Draco wusste nur, das die Zeit mit Harry eine der schönsten gewesen war, die er bis jetzt kennengelernt hatte. Er hatte immer gedacht, Gefühle, Liebe, das Füreinander-da-Sein sei nur etwas für Schwächlinge, die sich nicht selbst behaupten konnten. Doch er hatte es genossen, sich einmal fallen lassen zu können. Er hatte den offenen Gesprächen erst skeptisch gegenüber gestanden, denn schließlich ging es da um eine Vergangenheit, in der er Harry gehasst hatte. Das schien nun so weit weg zu sein.
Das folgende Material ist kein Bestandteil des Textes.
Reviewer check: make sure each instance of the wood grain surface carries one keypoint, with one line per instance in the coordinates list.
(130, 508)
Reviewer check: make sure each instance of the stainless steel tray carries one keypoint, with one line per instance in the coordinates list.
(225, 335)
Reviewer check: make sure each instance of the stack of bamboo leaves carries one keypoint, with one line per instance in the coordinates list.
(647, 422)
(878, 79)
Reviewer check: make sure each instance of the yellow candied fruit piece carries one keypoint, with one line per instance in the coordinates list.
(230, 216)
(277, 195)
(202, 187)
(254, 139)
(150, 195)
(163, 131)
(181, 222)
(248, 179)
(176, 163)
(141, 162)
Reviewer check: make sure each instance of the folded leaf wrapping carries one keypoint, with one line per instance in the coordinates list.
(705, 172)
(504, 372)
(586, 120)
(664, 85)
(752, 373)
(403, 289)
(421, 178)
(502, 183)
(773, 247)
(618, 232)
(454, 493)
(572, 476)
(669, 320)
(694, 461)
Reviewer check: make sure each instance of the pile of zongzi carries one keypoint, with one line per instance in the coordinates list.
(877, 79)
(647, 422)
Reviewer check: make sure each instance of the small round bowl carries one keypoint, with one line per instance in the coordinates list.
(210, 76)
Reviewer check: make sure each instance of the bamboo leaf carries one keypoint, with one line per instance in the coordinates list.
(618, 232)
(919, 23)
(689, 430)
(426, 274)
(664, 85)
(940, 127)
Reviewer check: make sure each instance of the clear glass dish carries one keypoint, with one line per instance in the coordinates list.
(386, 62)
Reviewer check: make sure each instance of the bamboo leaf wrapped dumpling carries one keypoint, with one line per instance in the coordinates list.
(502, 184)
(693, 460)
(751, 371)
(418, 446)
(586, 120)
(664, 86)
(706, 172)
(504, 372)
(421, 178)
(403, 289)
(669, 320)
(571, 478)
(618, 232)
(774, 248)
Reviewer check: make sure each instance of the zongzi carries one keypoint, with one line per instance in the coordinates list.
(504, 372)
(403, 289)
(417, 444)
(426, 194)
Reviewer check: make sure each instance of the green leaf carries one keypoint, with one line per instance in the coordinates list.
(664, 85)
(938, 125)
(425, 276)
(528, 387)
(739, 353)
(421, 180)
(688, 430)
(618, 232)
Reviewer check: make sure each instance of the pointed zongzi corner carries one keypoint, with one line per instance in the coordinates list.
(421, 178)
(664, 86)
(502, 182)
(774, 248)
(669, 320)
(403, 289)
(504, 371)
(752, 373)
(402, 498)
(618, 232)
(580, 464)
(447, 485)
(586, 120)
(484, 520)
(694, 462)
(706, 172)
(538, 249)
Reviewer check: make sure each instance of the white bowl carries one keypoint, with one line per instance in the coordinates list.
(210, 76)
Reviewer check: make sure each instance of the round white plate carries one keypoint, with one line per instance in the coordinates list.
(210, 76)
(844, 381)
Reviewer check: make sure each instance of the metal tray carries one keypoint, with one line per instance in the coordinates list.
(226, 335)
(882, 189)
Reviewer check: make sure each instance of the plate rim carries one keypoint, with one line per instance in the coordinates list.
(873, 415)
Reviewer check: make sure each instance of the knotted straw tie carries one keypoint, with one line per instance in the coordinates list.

Raja stieß ihn in die Seite und hielt ihm aufmunternd die Schüssel hin. Auch sie schien so anders zu sein. Er hatte in ihr nur ein Opfer und dann einen Gegner gesehen. Dass sie nun auf einer Seite standen, war eigenartig. Aber er hatte ihr geglaubt, als sie ihm gesagt hatte, dass es ihr Leid tat.

Also nahm er lächelnd , was sie ihm reichte und begann zu essen. Er freute sich auf die kommende Weihnachtszeit.

Er konnte nicht wissen, dass jemand ganz andere Pläne hatte.